Servable can be combined resulting in a composite servable. One can also enclose a fraction of a model in a servable and combine them to create the full model. Serves do not manage their own life cycle. TF Serve uses the concept of Managers to manage the lifecycle of Servables. Loaders provide a standard set of APIs and common infrastructure configurations to initialize or terminate a model. Managers can take decisions regarding when to load or unload a model. It can control what version of the model is loaded and time lapsed till a model is unloaded when a new model comes in. 

TF Serve allows close control of batching configurations allowing developers to control the cost and performance in a granular manner. Developers can use parameters like batch time out, batch threads, enquire batches, etc to get the desired performance. 

Google Vertex AI

Vertex AI is a completely managed MLOps tool provided by Google Cloud Services. It is a unified framework with a data platform and AI platform bundled into one. Developers can use custom code trains to develop the models or take advantage of the AutoML feature to let Vertex studio control the training. Irrespective of whether models were trained using custom code or Auto ML, they can be deployed into the same endpoints. So one can start with an AutoML-trained model and refine it after the launch of the first version. Once developers gain confidence in their own models, they can change the deployed model with just a click of a button in the same URL.

Vertex AI supports all the open-source machine learning frameworks such as Tensorflow, Pytorch, sci-kit-learn, etc. Developers can also bring their custom containers and serve it through Vertex AI. Custom containers spare developers the concerns of software compatibility while using uncommon frameworks. Vertex AI comes with built-in support for monitoring. It supports automated alerts to detect data drift, concept drift, or any other problems that can degrade model performance. Vertex AI workbench is a single place where data scientists can execute all their ML work including experimentation, testing, deployment, and monitoring. It is built on top of Jupyter notebook with integration for Google’s infrastructure and user access controls.

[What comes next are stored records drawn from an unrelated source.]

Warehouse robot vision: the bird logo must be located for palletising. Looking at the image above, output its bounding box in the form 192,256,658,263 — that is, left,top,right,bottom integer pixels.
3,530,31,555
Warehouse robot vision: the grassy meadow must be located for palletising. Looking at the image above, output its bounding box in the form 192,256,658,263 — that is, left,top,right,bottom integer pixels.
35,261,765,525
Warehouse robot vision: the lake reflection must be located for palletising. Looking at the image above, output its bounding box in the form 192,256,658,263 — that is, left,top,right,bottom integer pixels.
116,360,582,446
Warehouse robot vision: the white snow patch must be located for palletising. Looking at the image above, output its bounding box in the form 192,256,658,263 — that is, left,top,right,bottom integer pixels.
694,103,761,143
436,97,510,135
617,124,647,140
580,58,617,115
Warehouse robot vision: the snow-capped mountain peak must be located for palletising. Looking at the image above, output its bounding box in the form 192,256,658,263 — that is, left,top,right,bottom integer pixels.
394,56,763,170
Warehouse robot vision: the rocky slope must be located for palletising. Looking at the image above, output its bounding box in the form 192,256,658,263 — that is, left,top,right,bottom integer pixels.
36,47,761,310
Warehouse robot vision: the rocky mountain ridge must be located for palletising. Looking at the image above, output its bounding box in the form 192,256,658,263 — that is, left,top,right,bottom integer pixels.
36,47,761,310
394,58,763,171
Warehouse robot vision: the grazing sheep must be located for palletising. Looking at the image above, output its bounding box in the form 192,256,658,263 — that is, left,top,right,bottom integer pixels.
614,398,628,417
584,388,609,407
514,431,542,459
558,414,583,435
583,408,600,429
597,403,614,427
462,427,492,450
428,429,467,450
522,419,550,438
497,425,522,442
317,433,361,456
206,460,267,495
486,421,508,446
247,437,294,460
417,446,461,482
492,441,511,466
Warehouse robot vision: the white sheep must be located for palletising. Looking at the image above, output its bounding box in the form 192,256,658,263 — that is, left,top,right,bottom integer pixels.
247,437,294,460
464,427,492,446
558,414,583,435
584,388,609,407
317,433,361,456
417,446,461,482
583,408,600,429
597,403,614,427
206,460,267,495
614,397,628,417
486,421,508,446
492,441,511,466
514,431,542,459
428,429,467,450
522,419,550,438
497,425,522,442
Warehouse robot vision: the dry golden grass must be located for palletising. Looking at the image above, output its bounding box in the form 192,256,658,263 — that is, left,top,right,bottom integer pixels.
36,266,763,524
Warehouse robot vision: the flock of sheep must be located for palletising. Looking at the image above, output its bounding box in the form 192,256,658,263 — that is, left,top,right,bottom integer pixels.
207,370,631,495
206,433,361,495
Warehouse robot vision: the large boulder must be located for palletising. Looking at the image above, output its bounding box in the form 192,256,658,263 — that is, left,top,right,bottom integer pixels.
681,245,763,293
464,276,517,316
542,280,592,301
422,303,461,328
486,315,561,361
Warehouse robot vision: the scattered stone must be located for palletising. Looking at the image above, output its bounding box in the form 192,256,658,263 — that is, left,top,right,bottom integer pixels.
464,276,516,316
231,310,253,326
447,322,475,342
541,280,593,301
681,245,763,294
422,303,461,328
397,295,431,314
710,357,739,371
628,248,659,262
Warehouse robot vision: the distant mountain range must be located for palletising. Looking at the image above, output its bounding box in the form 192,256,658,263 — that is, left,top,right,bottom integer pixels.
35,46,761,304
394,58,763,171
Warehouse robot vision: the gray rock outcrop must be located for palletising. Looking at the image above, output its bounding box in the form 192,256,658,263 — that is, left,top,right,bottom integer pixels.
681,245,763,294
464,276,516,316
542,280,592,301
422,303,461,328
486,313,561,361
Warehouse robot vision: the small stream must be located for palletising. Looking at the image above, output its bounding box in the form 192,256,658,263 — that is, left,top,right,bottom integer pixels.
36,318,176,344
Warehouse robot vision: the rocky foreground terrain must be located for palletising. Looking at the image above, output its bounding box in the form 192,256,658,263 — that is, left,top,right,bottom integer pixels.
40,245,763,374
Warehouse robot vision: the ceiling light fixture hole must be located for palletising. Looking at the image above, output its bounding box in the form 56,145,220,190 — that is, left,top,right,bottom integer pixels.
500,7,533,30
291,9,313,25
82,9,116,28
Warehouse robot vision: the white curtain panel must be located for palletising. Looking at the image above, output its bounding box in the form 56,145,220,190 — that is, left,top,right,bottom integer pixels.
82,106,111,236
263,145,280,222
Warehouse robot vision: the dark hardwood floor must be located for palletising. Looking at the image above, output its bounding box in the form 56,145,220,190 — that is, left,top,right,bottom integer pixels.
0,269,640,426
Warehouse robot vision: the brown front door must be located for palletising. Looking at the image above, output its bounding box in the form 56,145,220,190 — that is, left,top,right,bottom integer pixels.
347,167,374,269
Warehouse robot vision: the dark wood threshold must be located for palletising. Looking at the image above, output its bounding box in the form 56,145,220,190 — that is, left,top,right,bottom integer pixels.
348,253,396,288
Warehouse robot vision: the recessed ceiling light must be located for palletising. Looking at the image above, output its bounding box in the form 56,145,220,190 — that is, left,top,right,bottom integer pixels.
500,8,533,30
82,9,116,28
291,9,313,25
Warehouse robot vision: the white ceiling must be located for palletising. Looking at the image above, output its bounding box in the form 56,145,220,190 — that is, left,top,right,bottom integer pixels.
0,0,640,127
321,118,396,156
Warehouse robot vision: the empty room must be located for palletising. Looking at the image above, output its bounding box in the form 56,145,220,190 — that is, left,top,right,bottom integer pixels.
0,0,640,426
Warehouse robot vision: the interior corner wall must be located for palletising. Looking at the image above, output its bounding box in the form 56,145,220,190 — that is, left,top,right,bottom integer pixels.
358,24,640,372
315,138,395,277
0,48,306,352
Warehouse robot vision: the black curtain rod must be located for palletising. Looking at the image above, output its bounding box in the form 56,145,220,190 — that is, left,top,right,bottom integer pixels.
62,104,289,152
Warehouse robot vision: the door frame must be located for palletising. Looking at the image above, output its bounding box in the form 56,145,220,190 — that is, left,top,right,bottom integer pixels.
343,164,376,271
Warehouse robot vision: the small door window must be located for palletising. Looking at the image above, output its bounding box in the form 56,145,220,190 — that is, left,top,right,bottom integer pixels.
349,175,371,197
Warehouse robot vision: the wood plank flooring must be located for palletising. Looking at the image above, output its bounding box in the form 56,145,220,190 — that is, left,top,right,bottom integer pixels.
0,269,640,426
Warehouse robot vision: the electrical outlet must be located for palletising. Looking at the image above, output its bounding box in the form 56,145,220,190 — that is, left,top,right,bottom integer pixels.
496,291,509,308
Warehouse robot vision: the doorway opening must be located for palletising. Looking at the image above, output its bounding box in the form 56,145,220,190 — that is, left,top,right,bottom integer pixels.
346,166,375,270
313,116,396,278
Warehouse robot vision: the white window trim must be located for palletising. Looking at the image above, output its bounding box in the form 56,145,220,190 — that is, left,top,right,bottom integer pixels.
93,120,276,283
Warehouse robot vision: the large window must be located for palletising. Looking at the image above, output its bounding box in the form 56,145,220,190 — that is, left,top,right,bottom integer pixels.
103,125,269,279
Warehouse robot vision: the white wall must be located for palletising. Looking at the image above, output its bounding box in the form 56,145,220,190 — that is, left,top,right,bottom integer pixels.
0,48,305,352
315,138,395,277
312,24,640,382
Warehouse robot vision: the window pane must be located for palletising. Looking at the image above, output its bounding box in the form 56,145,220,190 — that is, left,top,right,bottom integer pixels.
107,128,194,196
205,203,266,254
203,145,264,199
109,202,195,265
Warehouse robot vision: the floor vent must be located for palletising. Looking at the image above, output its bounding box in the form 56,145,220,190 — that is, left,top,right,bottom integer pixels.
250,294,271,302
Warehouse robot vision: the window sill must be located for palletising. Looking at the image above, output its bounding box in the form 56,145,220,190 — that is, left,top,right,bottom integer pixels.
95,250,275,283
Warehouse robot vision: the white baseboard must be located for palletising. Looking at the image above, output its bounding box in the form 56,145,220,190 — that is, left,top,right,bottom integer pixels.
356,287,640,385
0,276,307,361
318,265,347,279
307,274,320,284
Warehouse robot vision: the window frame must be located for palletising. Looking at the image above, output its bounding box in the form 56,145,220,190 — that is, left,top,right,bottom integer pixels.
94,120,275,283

Vertex AI provides a data labeling service where developers can take help from human labelers to accumulate training data. It has a built-in vector database that can store embeddings in a searchable manner. Vector databases are used to find similarities in applications such as recommendation engines. The Vertex ML metadata is Google's solution for tracking model lineage and versions. CI/CD facility is provided by Vertex AI pipelines. Vertex AI peipleinesa re built on top of kubeflow pipelines. It combines Google’s managed infrastructure with the flexibility of Kubernetes to provide a seamless scaling experience. 

The Explainable AI module of vertex AI brings in observability as well as reasoning to the model implementation. 

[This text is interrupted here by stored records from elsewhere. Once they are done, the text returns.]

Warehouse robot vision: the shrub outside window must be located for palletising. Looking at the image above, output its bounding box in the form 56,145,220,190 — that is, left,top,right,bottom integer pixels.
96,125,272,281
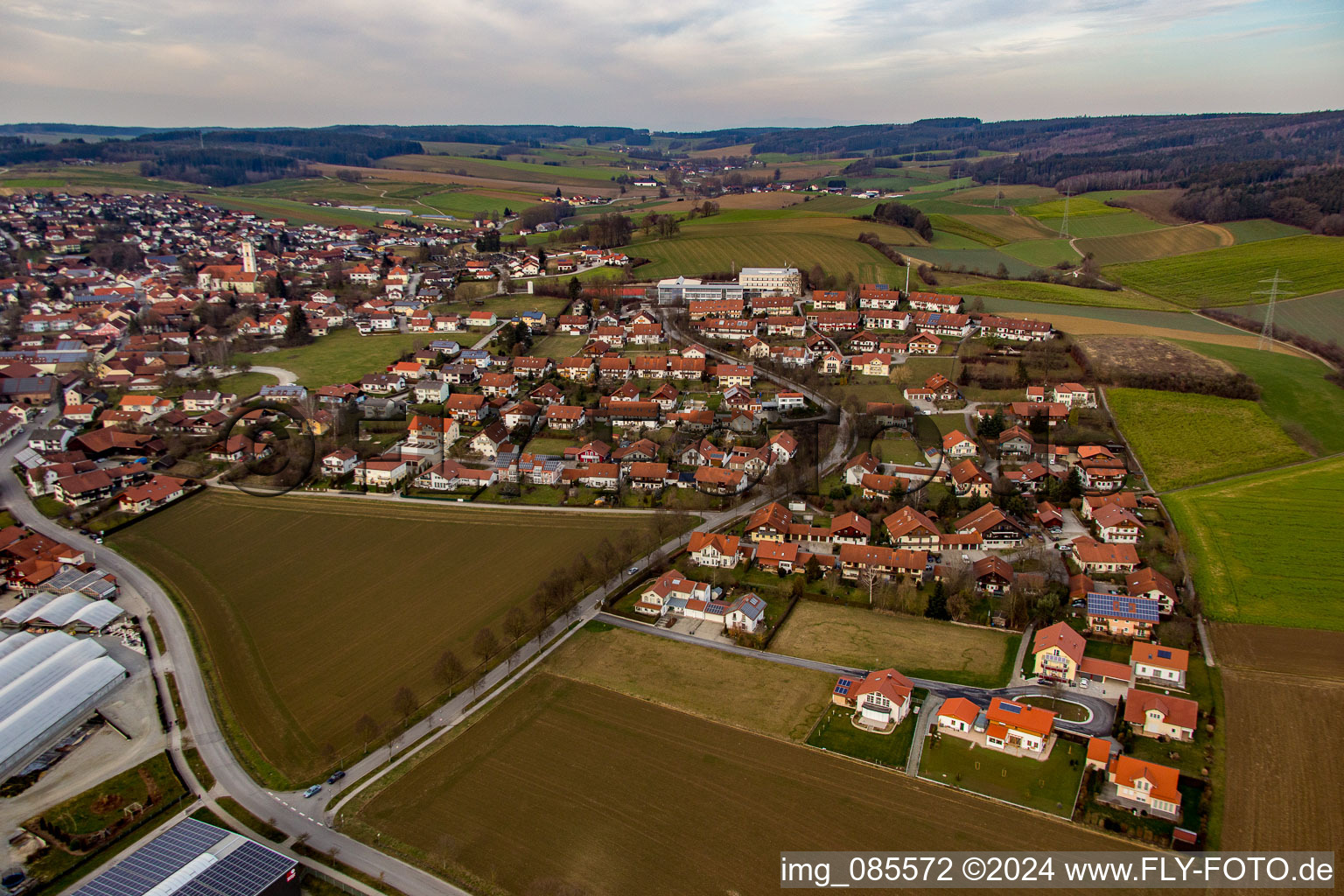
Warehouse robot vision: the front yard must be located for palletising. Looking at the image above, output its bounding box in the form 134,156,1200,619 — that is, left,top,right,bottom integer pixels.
808,688,928,768
920,735,1088,818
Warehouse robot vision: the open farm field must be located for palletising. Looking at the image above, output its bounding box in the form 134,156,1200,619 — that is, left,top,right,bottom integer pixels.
1078,336,1234,383
1186,340,1344,454
341,676,1119,896
1212,622,1344,682
0,163,200,192
1085,186,1186,227
935,277,1171,311
113,490,655,785
770,600,1018,688
1018,193,1129,220
920,736,1088,818
910,241,1039,276
1222,669,1344,850
1040,208,1163,239
955,214,1055,243
625,215,907,284
1218,218,1308,243
1001,237,1083,268
1106,388,1309,492
1227,289,1344,344
957,184,1059,204
194,193,395,227
1102,235,1344,308
1078,224,1233,264
1164,462,1344,631
234,328,434,388
546,623,836,741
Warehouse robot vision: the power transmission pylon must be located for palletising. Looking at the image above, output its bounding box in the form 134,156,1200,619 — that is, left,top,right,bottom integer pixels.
1251,270,1293,352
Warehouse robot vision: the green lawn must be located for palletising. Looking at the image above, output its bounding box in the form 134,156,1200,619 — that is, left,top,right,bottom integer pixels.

Vertex AI provides many options for hyperparameter tuning. Vertex AI training module comes with built-in algorithms to help developers bring the maximum out of their custom algorithms. The Tensorboard feature provides a visualization feature to aid ML experimentation using different hyperparameter combinations. Vertex AI vizier provides a block box hyperparamter tuning service. Vizier uses different search algorithms like grid search, linear combination search, etc to arrive at the optimal parameters. It works even when there is no known objective function. 

Even after having all these features, if you are still unable to get the desired results, give Vertex AI’s neural architectural search a try. It can search for new model architectures based on your application needs. 

MLflow

MLflow is an open-source platform to manage the entire machine learning lifecycle. It can manage experiments, deploy models, and host a central model registry. It is library agnostic and supports all ML libraries and frameworks. It can be deployed in a cloud of your choice. It can handle big data problems using Apache spark as the processing backend. MLflow is a great choice when organizations do not want to get locked to a cloud provider like AWS and GCP and wants an abstraction that can be deployed in any cloud. MLflow has four components - Tracking, Projects, Models, and Model Registry. 

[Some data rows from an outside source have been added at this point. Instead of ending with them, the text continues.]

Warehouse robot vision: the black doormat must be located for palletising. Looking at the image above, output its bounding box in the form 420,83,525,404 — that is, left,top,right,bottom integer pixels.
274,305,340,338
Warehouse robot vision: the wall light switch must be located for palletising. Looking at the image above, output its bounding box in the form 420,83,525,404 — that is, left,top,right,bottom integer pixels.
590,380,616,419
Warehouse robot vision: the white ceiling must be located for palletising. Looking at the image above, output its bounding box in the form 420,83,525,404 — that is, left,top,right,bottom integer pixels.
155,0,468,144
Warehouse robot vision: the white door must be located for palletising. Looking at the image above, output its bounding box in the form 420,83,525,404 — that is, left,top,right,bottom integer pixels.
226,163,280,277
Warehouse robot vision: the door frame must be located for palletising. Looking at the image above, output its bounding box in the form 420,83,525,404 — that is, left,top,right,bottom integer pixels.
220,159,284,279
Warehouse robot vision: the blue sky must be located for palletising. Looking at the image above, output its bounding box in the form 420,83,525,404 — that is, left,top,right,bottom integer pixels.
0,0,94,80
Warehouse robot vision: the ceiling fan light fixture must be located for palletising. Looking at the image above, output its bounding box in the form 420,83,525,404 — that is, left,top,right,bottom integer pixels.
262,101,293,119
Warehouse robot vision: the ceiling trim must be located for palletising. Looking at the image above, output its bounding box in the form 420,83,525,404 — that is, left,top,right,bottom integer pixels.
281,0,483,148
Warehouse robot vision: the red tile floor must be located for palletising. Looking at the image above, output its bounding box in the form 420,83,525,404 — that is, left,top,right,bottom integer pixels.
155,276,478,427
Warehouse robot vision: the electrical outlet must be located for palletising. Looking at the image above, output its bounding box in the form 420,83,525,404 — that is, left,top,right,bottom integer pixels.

MLdlow tracking provides a set of APIs and a user interface to log hyperparameters, model versions, data versions, and result metrics while executing experiments. It also provides a dashboard to visualize the results. APIs are available for Java, Python, and R. It also supports Rest APIs if you are working in a language other than the three mentioned. MLflow abstracts the experiments using the concept of runs. It captures the code version, start time, end time, source, parameters, metrics, and artifacts details for each run. The information can be stored in an SQLAlchemy-compatible database or on a remote tracking server.

MLflow project is a logical grouping of all the code required to run a machine learning module. Projects are envisioned as reusable assets that can be chained together to create a complete flow. MLflow projects include a set of APIs and command line tools to manage the projects. Each project is defined by a name, entry points, and execution environment. The execution environment can be docker, a python virtualenv, or a conda environment. To tune hyperparameters, one can use MLflow runs and parallelly execute them with different hyper parameter combinations.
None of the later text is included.